Es un hecho bastante probado que, en situaciones de riesgo inminente para la supervivencia, la vida se afirma en sí misma y se concentra exclusivamente en persistir. Al menos, hasta un cierto grado de probabilidad. Dicen que en épocas de guerra no se detectan depresiones: no hay tiempo para nada que reste fuerzas al inminente desafío de sobrevivir. La tristeza, la angustia y la depresión son lujos de la abundancia; no parecen instintos de muerte, sino más bien tropiezos o trastornos del instinto de vida. ¿Cuál sería, entonces, su procedencia? Se diría que lo más plausible es la activación de algún mecanismo disfuncional que se entromete en el normal proceso de la fuerza vital, que lo estropea o lo desvirtúa, que drena su energía o la desgasta en conflictos improductivos. Una crisis, un cortocircuito. No se trata de Tánatos, sino de Eros convaleciente.

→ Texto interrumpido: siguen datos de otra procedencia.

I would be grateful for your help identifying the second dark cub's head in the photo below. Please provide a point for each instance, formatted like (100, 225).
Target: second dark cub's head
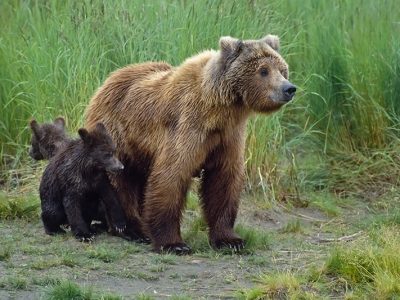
(47, 138)
(101, 149)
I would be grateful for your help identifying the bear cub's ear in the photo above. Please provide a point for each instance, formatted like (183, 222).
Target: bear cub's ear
(35, 128)
(85, 135)
(100, 127)
(230, 45)
(272, 41)
(59, 122)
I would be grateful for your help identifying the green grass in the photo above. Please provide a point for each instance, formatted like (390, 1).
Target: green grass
(337, 144)
(372, 264)
(67, 290)
(341, 131)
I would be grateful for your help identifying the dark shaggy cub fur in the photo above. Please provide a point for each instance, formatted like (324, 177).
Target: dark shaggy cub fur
(75, 182)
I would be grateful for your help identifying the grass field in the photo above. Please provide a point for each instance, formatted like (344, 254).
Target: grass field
(324, 167)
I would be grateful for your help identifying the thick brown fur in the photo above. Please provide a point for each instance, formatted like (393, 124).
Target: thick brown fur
(168, 123)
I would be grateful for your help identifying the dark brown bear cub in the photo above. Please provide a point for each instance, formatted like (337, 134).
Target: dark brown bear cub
(75, 182)
(47, 138)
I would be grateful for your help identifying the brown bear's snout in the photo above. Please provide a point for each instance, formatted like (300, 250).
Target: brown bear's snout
(115, 166)
(288, 90)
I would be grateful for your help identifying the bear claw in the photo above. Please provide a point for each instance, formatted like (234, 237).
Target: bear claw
(178, 249)
(235, 244)
(86, 239)
(120, 229)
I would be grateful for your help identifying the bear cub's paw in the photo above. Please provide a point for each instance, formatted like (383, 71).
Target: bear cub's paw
(120, 227)
(176, 248)
(235, 244)
(55, 231)
(85, 237)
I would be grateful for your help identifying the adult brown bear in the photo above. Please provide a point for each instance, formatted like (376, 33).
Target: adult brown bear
(171, 122)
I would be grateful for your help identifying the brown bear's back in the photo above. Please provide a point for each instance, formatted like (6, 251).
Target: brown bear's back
(131, 105)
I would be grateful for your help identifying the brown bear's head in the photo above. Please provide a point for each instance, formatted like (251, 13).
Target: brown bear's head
(253, 72)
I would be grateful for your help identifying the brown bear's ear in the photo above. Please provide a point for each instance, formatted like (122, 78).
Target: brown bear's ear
(35, 128)
(272, 41)
(100, 127)
(60, 122)
(85, 135)
(230, 47)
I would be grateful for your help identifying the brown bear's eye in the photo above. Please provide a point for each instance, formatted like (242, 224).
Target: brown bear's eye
(264, 72)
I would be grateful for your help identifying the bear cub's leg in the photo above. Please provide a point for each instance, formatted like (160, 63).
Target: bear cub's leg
(79, 227)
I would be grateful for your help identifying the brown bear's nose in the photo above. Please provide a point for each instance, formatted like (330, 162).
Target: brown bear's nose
(288, 91)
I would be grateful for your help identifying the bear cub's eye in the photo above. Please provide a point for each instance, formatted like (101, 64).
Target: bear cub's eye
(264, 72)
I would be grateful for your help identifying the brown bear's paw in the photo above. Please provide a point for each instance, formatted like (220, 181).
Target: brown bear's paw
(236, 244)
(176, 248)
(55, 231)
(120, 228)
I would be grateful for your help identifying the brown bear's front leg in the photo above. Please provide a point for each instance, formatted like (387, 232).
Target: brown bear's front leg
(166, 191)
(222, 184)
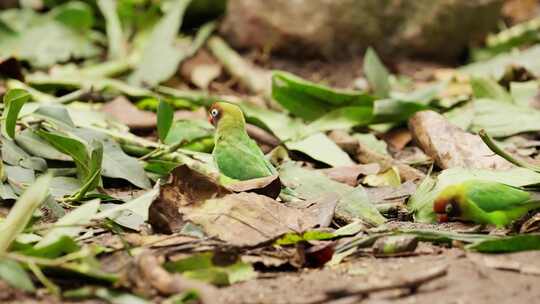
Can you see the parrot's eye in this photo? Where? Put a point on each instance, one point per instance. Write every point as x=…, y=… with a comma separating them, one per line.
x=449, y=208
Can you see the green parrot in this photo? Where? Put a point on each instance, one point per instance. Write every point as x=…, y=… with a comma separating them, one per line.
x=484, y=202
x=236, y=155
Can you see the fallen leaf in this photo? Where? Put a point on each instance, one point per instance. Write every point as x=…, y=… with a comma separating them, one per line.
x=201, y=69
x=127, y=113
x=187, y=187
x=313, y=145
x=247, y=219
x=450, y=146
x=350, y=174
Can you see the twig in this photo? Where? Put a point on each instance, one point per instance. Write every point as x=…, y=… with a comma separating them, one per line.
x=411, y=283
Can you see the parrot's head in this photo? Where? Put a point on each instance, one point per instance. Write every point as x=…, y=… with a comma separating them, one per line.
x=229, y=113
x=447, y=205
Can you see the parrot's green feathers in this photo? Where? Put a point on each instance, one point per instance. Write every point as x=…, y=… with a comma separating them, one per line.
x=484, y=202
x=236, y=155
x=492, y=196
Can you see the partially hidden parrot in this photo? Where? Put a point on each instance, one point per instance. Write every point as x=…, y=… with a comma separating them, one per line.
x=236, y=155
x=484, y=202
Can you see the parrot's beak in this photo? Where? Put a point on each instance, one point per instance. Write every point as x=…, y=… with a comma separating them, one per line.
x=442, y=218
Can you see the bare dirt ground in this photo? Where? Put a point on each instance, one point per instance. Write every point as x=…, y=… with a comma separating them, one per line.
x=468, y=280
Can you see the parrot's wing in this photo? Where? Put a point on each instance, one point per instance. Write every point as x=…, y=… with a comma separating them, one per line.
x=491, y=196
x=257, y=150
x=240, y=161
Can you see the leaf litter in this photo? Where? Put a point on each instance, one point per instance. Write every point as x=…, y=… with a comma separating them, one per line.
x=358, y=170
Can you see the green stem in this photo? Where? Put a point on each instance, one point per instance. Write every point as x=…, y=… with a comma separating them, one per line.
x=502, y=153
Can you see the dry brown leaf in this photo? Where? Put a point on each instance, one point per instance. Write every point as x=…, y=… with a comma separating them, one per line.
x=398, y=138
x=147, y=276
x=450, y=146
x=248, y=219
x=187, y=187
x=201, y=69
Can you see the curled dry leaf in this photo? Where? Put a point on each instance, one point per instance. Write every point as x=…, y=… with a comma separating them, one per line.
x=365, y=155
x=148, y=277
x=269, y=186
x=248, y=219
x=450, y=146
x=398, y=138
x=349, y=174
x=187, y=187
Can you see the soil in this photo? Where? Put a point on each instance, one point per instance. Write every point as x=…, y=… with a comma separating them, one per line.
x=467, y=281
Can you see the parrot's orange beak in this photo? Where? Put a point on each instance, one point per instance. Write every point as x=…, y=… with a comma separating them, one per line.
x=442, y=218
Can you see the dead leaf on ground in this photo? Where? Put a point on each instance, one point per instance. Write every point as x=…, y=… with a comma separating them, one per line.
x=201, y=69
x=381, y=195
x=148, y=278
x=349, y=174
x=398, y=138
x=450, y=146
x=522, y=262
x=187, y=187
x=366, y=155
x=269, y=186
x=248, y=219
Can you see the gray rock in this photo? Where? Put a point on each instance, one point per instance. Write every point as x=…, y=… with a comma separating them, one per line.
x=438, y=29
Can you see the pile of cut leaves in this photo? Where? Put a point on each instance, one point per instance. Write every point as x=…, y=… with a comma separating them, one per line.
x=109, y=189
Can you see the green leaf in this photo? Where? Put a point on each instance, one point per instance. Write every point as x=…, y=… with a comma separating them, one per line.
x=19, y=178
x=22, y=211
x=116, y=163
x=280, y=124
x=313, y=235
x=309, y=100
x=161, y=55
x=116, y=40
x=376, y=74
x=490, y=89
x=60, y=246
x=201, y=267
x=14, y=100
x=75, y=14
x=395, y=111
x=93, y=178
x=343, y=118
x=523, y=93
x=14, y=274
x=311, y=185
x=29, y=141
x=133, y=213
x=43, y=40
x=507, y=244
x=15, y=156
x=72, y=147
x=165, y=116
x=106, y=294
x=187, y=131
x=319, y=147
x=77, y=219
x=501, y=119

La tristeza y el desaliento forman parte de los ritmos normales del ánimo. El recogimiento melancólico tiene algo de reposo y de fermentación creativa. Rilke veía en la aflicción la sacudida que nos produce la irrupción de lo nuevo, lo cual parece palmario, por ejemplo, en el duelo que nos toca atravesar tras una pérdida.
Si el pesar se apuntala morbosamente tal vez esté encubriendo otros sentimientos, como miedo o rabia, que al fin y al cabo son aliados de la vida, aunque puedan acabar por inclinarnos a la autodestrucción si, en lugar de salirles al paso, acabamos sumiéndonos en ellos. Casi siempre podemos plantarles cara: de ahí que autores como Séneca y Jankélévitch hayan considerado la tristeza una forma de pereza o, dicho con expresión más elegante, una tentación de la facilidad.

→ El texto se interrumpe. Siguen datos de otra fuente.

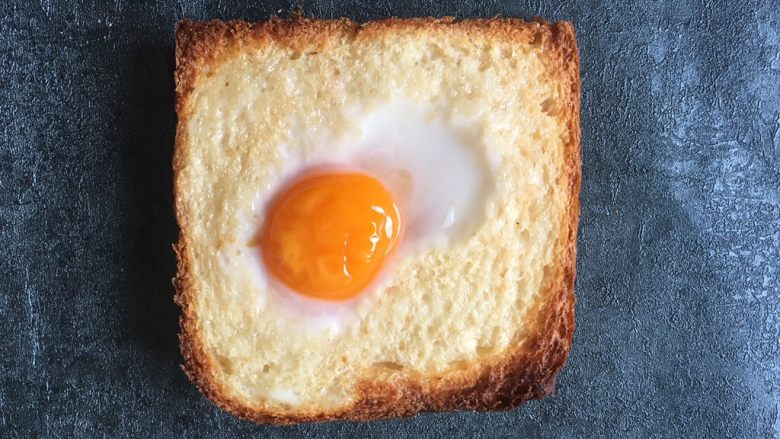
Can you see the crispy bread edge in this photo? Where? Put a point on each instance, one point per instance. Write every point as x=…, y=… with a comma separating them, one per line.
x=528, y=371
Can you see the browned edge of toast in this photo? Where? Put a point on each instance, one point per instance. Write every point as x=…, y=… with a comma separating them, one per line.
x=524, y=373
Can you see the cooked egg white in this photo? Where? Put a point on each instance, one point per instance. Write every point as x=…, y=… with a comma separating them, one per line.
x=427, y=157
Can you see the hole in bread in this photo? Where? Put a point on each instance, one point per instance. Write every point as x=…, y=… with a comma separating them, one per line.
x=392, y=365
x=225, y=364
x=538, y=39
x=549, y=107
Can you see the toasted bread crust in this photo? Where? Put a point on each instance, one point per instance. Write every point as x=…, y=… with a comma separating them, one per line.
x=524, y=373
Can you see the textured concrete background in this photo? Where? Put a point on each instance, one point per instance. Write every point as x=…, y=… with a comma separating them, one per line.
x=678, y=283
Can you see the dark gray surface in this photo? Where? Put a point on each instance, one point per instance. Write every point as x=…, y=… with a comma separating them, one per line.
x=678, y=284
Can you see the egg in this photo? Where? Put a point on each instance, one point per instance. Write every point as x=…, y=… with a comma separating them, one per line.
x=407, y=178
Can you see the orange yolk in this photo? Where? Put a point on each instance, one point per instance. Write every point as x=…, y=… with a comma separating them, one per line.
x=327, y=234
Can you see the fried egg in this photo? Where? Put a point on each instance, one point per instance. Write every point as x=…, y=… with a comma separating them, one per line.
x=406, y=178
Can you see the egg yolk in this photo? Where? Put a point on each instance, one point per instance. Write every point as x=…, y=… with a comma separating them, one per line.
x=328, y=234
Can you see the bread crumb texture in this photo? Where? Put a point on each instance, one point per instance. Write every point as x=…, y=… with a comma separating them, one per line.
x=245, y=95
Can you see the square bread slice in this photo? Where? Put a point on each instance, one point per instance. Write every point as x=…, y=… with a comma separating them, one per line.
x=484, y=325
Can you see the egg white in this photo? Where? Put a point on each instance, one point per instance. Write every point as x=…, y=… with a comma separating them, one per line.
x=429, y=159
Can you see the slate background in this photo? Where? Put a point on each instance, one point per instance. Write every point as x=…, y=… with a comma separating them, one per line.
x=678, y=284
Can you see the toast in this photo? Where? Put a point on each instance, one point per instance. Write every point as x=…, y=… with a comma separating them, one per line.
x=486, y=326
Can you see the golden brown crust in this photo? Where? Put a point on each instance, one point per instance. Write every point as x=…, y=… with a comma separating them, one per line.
x=528, y=372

La pesadumbre también puede rezumar del aburrimiento, como el spleen del que se quejaba Baudelaire, y entonces equivale a un síntoma de que nos hacen falta nuevos desafíos. Cuando la congoja alcanza la desesperación, quizá sea hora de explorarle nuevas oportunidades a la vida. Como alternativa, siempre contamos con la gentileza de la aceptación lúcida, que fue defendida, con diversos matices, por epicúreos y estoicos, por Buda y por Montaigne, por Schopenhauer y por Nietzsche… Y, en fin, no cabe duda de que la depresión es una enfermedad, un complejo desmoronamiento de la fuerza vital, a menudo de raíz fisiológica y a veces crónico, y afrontado como patología representa un desafío contra el que la ciencia sigue lidiando con todas sus herramientas.

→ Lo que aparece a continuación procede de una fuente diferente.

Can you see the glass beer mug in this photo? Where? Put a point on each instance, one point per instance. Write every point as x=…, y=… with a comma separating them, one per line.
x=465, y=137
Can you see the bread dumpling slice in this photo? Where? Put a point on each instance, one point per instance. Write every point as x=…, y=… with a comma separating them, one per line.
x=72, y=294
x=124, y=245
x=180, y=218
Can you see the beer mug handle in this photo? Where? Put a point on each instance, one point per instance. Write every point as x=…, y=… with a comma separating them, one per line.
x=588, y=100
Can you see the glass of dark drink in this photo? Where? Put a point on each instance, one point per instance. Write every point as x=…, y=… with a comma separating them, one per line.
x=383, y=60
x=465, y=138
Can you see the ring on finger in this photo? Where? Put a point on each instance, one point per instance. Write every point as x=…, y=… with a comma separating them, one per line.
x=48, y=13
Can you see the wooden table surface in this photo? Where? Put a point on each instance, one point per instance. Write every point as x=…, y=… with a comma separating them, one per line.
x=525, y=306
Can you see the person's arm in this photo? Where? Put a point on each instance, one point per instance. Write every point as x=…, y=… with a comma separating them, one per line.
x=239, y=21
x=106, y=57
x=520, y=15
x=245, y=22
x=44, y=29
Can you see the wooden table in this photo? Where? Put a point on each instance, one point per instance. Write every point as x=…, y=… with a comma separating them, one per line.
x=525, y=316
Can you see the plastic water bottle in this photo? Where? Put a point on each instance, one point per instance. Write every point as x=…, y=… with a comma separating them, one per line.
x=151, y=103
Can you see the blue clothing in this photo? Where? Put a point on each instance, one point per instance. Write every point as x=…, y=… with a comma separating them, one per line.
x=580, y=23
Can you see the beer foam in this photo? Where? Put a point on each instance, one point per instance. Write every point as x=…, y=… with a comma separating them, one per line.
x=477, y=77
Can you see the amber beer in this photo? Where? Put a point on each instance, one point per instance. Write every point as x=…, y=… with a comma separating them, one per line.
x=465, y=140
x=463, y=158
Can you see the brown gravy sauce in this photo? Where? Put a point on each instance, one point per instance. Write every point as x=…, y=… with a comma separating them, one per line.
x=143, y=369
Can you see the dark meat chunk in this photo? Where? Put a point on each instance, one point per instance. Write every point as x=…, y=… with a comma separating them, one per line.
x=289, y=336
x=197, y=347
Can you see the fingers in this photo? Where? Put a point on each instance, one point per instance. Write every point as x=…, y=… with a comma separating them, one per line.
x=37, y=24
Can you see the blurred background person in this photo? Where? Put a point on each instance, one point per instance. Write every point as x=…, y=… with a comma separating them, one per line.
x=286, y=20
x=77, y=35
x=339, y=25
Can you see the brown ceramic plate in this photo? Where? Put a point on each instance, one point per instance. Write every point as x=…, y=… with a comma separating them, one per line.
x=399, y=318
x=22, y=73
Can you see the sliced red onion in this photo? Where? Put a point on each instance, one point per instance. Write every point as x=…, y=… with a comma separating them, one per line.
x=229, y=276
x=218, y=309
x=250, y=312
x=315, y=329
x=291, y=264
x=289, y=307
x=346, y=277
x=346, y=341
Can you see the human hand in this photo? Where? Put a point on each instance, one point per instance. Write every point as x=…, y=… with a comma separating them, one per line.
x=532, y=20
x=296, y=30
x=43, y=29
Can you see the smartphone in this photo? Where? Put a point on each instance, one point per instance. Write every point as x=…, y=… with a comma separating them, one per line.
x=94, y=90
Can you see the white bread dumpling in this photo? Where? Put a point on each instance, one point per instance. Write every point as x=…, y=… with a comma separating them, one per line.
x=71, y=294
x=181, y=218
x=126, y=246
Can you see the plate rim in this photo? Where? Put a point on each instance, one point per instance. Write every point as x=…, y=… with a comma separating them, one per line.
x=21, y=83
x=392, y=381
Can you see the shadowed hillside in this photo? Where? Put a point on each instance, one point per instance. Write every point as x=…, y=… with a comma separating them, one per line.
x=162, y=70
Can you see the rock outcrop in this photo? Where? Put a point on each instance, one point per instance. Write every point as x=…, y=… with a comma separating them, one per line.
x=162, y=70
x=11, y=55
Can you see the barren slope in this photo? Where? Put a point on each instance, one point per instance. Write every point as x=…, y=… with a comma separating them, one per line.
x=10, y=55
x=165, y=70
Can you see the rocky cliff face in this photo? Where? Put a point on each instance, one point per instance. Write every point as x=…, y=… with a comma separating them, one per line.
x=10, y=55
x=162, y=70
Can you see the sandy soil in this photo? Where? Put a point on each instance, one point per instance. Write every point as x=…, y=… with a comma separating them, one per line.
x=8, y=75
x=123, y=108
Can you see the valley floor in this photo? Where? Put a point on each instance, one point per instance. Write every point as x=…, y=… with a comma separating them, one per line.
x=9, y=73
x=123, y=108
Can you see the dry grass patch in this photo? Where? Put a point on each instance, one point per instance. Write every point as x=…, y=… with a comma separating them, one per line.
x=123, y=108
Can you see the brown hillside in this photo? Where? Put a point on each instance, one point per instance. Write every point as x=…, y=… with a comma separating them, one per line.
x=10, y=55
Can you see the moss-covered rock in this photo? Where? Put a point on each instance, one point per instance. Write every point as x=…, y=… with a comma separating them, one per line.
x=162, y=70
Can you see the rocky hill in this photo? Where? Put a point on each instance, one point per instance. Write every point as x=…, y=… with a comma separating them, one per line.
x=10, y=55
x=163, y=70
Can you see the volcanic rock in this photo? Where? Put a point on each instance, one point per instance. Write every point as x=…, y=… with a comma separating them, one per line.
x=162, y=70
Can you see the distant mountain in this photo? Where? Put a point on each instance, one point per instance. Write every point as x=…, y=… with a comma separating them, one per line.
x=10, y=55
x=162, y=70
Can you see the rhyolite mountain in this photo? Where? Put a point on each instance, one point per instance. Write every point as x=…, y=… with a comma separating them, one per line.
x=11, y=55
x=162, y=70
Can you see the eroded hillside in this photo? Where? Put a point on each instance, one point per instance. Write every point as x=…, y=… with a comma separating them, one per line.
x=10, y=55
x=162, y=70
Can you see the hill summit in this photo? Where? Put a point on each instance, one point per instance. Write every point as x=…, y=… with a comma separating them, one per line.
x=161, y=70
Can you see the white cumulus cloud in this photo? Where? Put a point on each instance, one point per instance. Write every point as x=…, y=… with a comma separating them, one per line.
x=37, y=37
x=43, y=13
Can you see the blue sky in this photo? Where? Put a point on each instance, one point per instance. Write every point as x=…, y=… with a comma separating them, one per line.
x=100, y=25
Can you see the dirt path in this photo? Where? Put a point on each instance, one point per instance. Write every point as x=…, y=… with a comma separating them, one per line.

Pero en nada de todo esto encontramos indicios de una pulsión de muerte. La insistencia de la vida asoma por todas partes. El melancólico halla un extraño placer en sus congojas. El depresivo quiere sanar. El autodestructivo explora caminos para librarse de sus cóleras y sus decepciones. El triste mira siempre con envidia la alegría de los otros, y evoca con nostalgia sus propios goces de otros tiempos. Nietzsche le abría sin reticencia la puerta a sus achaques, acogiéndolos como a todo lo vivo, con la misma gentileza que había demostrado Epicuro dos mil años antes. Schopenhauer, mientras renegaba de la crueldad del mundo, disfrutaba de paseos y tertulias. Ese conmovedor depresivo que fue Saint-Exupéry se fascinaba con las estrellas en sus vuelos nocturnos, y celebraba el afecto de sus amigos…
No, no creo que haga falta invocar a una pulsión de muerte. Hay una única pulsión de vida que lucha con lo que tiene y que quiere prevalecer. Solo ella, afirmaba Spinoza, merece nuestra devoción y nuestros pensamientos.